Concept Layers: Enhancing Interpretability and Intervenability via LLM Conceptualization
Or Raphael Bidusa, Shaul Markovitch
TL;DR
This work introduces Concept Layers (CLs), an in-architecture approach to render LLMs interpretable and intervenable by projecting latent representations into an interpretable concept space $L_C$ via a non-trainable layer and reconstructing back into the model. A novel ontology-based, variance-guided concept-set generation selects a compact, task-appropriate $C$ without requiring labeled concept datasets. Empirical results on AG News, Yelp Polarity, and DBpedia demonstrate preserved or improved raw performance and high agreement with the original model, along with a functional intervenability interface to mitigate biases.
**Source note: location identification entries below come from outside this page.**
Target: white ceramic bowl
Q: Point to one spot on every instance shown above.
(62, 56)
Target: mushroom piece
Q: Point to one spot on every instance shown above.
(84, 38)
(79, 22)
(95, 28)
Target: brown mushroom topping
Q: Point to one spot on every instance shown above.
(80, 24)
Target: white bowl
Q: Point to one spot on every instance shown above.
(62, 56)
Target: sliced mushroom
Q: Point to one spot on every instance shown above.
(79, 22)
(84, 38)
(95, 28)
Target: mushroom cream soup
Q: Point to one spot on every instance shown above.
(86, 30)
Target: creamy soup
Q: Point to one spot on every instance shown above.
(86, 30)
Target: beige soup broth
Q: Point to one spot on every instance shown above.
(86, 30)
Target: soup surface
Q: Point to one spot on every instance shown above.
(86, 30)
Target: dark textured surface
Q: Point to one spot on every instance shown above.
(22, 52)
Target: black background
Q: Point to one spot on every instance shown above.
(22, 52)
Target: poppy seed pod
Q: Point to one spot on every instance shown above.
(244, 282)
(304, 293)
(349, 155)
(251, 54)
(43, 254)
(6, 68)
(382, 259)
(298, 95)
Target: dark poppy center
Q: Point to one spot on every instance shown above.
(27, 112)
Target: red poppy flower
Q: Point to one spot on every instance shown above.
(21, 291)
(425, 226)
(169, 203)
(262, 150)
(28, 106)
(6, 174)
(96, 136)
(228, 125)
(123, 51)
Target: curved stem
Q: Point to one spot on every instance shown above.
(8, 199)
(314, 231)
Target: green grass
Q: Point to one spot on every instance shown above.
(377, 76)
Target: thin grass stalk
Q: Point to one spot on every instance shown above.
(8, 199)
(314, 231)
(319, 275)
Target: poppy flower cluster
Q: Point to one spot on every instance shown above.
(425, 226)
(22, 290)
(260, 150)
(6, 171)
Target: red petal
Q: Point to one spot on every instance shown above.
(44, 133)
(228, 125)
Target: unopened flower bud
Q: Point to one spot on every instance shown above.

The methodology preserves architectural compatibility, supports both task-specific and task-agnostic configurations, and offers practical avenues for debugging, bias mitigation, and safer deployment of NLP systems.
Abstract
The opaque nature of Large Language Models (LLMs) has led to significant research efforts aimed at enhancing their interpretability, primarily through post-hoc methods. More recent in-hoc approaches, such as Concept Bottleneck Models (CBMs), offer both interpretability and intervenability by incorporating explicit concept representations. However, these methods suffer from key limitations, including reliance on labeled concept datasets and significant architectural modifications that challenges re-integration into existing system pipelines. In this work, we introduce a new methodology for incorporating interpretability and intervenability into an existing model by integrating Concept Layers (CLs) into its architecture. Our approach projects the model's internal vector representations into a conceptual, explainable vector space before reconstructing and feeding them back into the model. Furthermore, we eliminate the need for a human-selected concept set by algorithmically searching an ontology for a set of concepts that can be either task-specific or task-agnostic. We evaluate CLs across multiple tasks, demonstrating that they maintain the original model's performance and agreement while enabling meaningful interventions. Additionally, we present a proof of concept showcasing an intervenability interface, allowing users to adjust model behavior dynamically, such as mitigating biases during inference.